PyTorch Supply Chain Compromise

The vulnerability in PyTorch’s CI/CD pipeline highlights the critical need for securing self-hosted runners

Ashish Kurmi

December 9, 2024

In the summer of 2023, security researchers Adnan Khan and John Stawinski IV uncovered a critical vulnerability in PyTorch's continuous integration and deployment (CI/CD) pipeline. Their independent research demonstrated how this flaw could enable malicious actors to execute a supply chain attack, potentially compromising the integrity of the PyTorch framework. Original source

Understanding the Vulnerability

The core issue stemmed from the use of self-hosted runners in GitHub Actions workflows within a public repository. Unlike GitHub's own runners, self-hosted runners are managed by the repository owners and can introduce security risks if not properly configured. In PyTorch's case, certain workflows in the public repository were configured to run automatically on pull requests from external contributors, without adequate security checks.
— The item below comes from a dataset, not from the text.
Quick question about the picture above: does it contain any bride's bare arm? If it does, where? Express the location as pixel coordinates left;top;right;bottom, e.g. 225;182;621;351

Self-hosted runner named worker-rocm-amd-30 uncovered by Gato — *Gato* *analyzed workflow files and logs, uncovering a self-hosted runner named worker-rocm-amd-30*

*Draft pull request demonstrating how workflows triggered by pull_request executed successfully, highlighting potential exploitation through unverified contributions*

Breaking Down the Attack on PyTorch

Step 1: Fixing a Typo

To execute the attack, the researchers needed to become contributors to the PyTorch repository. Instead of investing time in contributing significant code changes, they identified a minor typo in a markdown file and submitted a pull request (PR) to fix it. This clever yet simple approach granted them the necessary access to trigger workflows within the repository.

Step 2: Crafting the Payload

With contributor access secured, the researchers created a malicious payload designed to gain persistence on the self-hosted runners. Traditional Command and Control (C2) methods like reverse shells were deemed unsuitable due to advanced security defenses such as EDR, firewalls, and packet inspection.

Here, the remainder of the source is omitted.